Task Force Examines Youth in the Loop Senior and Youth Task Force looked at issues with area

youth in the Loop Business District

University City There was plenty of discussion of University City s youth population in Thursday night s Seniors and Youth Task Force meeting. The Senior and Youth Task Force was created by University City Mayor Shelley Welsch to determine assets that exist in within University City and examine the needs of each group that are currently not being met or fulfilled by the existing assets available, the agenda summarized. The major issue came up at the February 10 meeting of the group, where Joe Edwards, owner of Blueberry Hill and Patrick Liberto, owner of the Meshuggah Café addressed the issue of youths in The Loop and the curfew. Edwards and Liberto both noted at that meeting not all kids who come from the loop live in University City the meeting notes distributed at Thursday say. Concerns center on a small percentage of youths that are disruptive the environment, and how that gives The Loop a negative perception by patrons. Liberto felt that youths have no place to go, with malls discouraging their patronage. The Loop is attractive, he said, because there are clothing and music stores, and salons, with a number catering to younger people. The task force asked Liberto if he had any recommendations, and he suggested that getting kids involved in activities, such as theatre or sports, according to the minutes. Edward stated that curfew was originally 10pm, and the later made earlier, to 9pm. The curfew is in force for youths 16-years-old or younger. A few of the arrests, Edwards said, were of kids who live north of Interstate 70, and who were in the age range of 17 to 19. Edwards also said that The Loop was more dangerous for kids after 9pm. Thursday s guest speakers which included Associate Professor of Social Work Dr. Jack Kirkland of Washington University in St. Louis, and Jason Baucom of the Parks and Recreation Department. You really can't stop young people from going or being where they want to be. That's a terrible dilemma, Kirkland said in his remarks. Kirkland suggested the idea of observing, rather than watch. Assigning concerned citizens, for example about 100 people, to observe youths, to serve as a deterrent for the behavior that Liberto and Edwards talked about at the February 10 meeting. Jen Jensen, one of the task force members suggested bringing back the neighborhood watch. Beverly Sporleder, MSW, one of the attendees suggested the idea of having corners where youths could engage in creative activities, as well as community art schools.

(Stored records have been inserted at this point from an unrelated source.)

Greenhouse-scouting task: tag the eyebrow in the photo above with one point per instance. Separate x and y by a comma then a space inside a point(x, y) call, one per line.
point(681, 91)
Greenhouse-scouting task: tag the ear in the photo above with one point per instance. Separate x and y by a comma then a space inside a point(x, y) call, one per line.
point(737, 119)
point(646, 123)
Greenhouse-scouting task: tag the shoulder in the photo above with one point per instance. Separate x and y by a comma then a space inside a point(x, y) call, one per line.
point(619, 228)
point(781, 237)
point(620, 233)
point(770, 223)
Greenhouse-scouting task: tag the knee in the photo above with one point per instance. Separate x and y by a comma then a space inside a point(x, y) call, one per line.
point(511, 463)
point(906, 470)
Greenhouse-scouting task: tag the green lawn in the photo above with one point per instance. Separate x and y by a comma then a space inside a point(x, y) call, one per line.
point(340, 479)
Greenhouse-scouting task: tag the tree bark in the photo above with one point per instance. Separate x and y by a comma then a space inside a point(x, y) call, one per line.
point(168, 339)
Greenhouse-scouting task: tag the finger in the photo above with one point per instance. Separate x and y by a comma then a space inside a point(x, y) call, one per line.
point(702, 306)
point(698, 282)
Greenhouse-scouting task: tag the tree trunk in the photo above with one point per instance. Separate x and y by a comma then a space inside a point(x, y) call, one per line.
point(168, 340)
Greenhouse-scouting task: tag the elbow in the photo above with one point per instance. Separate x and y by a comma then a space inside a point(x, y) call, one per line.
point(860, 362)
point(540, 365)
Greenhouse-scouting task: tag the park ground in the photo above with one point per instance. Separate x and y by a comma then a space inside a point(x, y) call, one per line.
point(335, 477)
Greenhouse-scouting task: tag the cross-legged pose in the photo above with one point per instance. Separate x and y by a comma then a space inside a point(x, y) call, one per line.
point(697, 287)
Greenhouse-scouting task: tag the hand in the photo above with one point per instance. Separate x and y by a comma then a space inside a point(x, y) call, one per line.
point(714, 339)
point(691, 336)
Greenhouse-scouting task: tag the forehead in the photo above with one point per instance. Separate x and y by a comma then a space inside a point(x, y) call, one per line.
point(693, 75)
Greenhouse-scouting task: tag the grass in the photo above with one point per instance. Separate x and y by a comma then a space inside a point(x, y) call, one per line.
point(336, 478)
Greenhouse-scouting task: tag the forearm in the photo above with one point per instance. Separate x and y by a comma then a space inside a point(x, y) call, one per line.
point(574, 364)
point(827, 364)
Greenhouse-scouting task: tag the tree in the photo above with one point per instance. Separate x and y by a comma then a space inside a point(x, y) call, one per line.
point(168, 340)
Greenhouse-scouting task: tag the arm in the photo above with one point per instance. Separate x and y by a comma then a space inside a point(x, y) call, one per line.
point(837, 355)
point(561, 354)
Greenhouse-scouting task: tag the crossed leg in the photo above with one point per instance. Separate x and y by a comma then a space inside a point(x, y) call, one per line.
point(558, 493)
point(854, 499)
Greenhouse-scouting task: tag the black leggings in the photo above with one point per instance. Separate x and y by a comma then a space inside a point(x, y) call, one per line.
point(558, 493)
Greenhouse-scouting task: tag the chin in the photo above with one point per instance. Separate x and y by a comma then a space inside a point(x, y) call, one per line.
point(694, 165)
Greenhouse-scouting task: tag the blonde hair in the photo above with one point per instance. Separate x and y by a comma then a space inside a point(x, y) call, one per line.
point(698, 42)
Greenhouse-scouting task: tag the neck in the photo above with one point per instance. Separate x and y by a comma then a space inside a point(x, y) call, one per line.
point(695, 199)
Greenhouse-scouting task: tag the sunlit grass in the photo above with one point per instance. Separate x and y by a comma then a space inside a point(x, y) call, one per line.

Another issue addressed dealt with youths not utilizing the Centennial Commons. Jason Baucom mentioned that the Centennial Commons requires a resident or nonresident ID to use the Commons, and the costs vary. He also added that the Commons has tried many approaches to get youths into the Commons, but concedes that it has been difficult. After the speakers, there was discussion about the survey they are planning to distribute, and how the collection process would work. Clayton Ware of the Adult Education suggested the idea of Using Survey Monkey, a popular online survey software for collection. Afterwards the task force approved the meeting minutes from January 6 and February 10, and adjourned. The next task force meeting is scheduled for April 4 at 6:30 in the EOC Room of City Hall.